To determine if an operation involving a parent and subsidiary, like the one involving Voisard, LGP, and LGI, is a “single employer” and therefore “jointly liable” for WARN Act violations, the courts typically use a five-factor test that examines the integration, if any, of the separate entities.
- Is there common ownership?
- Are there common directors and/or officers?
- Does one entity exercise de facto control of the other?
- Is there a unity of personnel policies emanating from a common source?
- Are the operations of the various entities dependent upon each other?
The last three factors of the analysis are usually the determinative factors.

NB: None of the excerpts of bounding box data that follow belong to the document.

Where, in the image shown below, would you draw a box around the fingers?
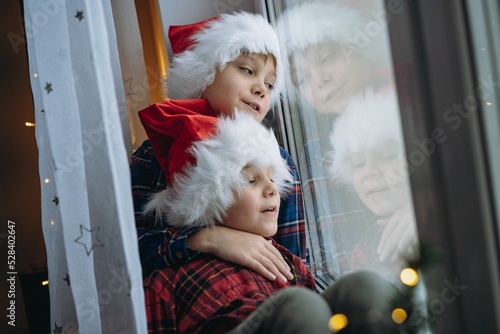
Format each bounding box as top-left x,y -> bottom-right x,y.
249,252 -> 293,282
377,206 -> 416,261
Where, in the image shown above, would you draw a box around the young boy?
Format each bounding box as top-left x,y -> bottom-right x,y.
131,13 -> 306,281
330,90 -> 418,274
139,109 -> 397,334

Among these, de facto exercise of control is the most important factor, and it involves an analysis of whether one company “was the decision-maker responsible for the employment practice giving rise to the litigation.”
The trial court found that the operations of the firms were very much intertwined—particularly since Voisard paid millions to LGP to manage its business, and the principal officers of LGP and LGI made the decision to carry out the mass layoff on January 31, 2014. Therefore, LGP and LGI could be held liable for the failure to give a WARN notice to Voisard’s employees.
Hard Lessons Learned
Several lessons can be drawn from this case.
- First, while seniority policies may have some utility (e.g. defining service for benefit accrual and eligibility purposes, service awards, and determining who is entitled to the best parking space), beware of promising recall rights.
- Second, whenever the number of employees laid off begins to approach 50, it may be prudent to contact counsel to work through the “fine print” of WARN Act application.
- Third, beware of reliance upon the “corporate shield” to protect parent organizations from subsidiary WARN Act liabilities. Entities routinely use subsidiary corporate structures to shield valuable parent assets from risky subsidiary ventures. Be advised, however, that the greater the entanglement of the parent in the subsidiary’s affairs, the greater the likelihood that violations will be visited upon the parent.